The next part of the lesson was where the fun came in! I had 12 stations set up around the room for the students to visit. At each station, they used Aurasma to view a Tellagami video (Gami) that I created, with the avatar reading a word problem to them, asking them to convert a number from scientific notation to standard form, or vice versa. I tried to make each word problem something that would be interesting to them, like the number of burgers sold at McDonald's, the amount of the national debt, the age of the Earth, or the speed of the fastest computer. The room was filled with the sounds of the various accents of the avatars reading the problems, and students moving around the room solving the problems. My supervisor walked around the room too, looking over the student's shoulders to see the Gamis.
When they had completed all 12 stations, they scanned a QR code on the SmartBoard that led them to a Google form survey. The first question asked them how they were doing with this concept, ranging from "I totally get it" to "I'm totally lost" (only one student said they were totally lost). The second question asked them which fact they found the most interesting - not surprisingly, the McDonald's fact won. The third question asked what was their favorite activity that we have done so far this year. QR code scavenger hunts won this one by a landslide! (Guess I'll be doing them more often!)
If the students finished the survey, they could start a Versatiles activity that I created for practicing scientific notation. Since we had a 2-hour delay today, classes were 20 minutes shorter than usual, so only about half of the students actually completed all 12 stations and got to the Versatiles. My supervisor sat down with several of the students to see what they were doing and they explained to him how to use the Versatiles.

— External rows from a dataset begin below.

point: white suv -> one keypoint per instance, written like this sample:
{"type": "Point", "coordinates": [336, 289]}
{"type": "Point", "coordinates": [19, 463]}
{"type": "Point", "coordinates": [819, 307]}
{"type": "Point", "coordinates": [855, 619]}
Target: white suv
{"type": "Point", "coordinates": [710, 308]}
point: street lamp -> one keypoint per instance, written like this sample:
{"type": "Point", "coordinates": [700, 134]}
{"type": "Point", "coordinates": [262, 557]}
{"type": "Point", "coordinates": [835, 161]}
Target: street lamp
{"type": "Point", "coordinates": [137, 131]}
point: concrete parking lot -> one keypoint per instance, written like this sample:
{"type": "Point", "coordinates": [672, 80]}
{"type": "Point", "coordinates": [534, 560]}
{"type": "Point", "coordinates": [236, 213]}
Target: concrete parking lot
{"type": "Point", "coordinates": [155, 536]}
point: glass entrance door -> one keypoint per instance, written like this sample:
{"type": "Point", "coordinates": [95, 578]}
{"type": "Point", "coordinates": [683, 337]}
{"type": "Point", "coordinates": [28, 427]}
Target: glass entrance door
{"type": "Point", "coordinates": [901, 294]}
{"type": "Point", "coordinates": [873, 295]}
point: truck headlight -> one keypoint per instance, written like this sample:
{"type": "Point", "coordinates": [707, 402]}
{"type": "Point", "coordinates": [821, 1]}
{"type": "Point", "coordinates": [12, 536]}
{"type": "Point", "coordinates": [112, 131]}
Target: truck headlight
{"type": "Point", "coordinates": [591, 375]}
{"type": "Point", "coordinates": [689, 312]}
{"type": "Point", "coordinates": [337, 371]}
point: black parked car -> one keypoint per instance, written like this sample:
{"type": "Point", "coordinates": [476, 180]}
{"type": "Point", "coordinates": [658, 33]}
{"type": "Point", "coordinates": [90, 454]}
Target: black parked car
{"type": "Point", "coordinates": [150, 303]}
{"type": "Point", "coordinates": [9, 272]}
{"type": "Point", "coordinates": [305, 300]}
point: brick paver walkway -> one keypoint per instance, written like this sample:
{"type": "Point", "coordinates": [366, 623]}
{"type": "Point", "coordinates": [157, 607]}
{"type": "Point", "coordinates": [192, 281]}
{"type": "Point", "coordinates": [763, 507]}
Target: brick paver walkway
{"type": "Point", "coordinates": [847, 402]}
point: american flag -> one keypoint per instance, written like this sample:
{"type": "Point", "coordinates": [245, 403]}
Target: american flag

When we were just about at the end of the class, I asked them to put their iPads back in the cart and grab the homework from on top of the cart on their way out. As one student looked at the homework, he said, "This'll be a piece of cake!" That was like music to my ears!
As for my observation, my supervisor was impressed with the technology being used in my classroom, and how comfortable the students seemed with using it. He also said he now totally understands why I'm teaching a professional development class on using iPads!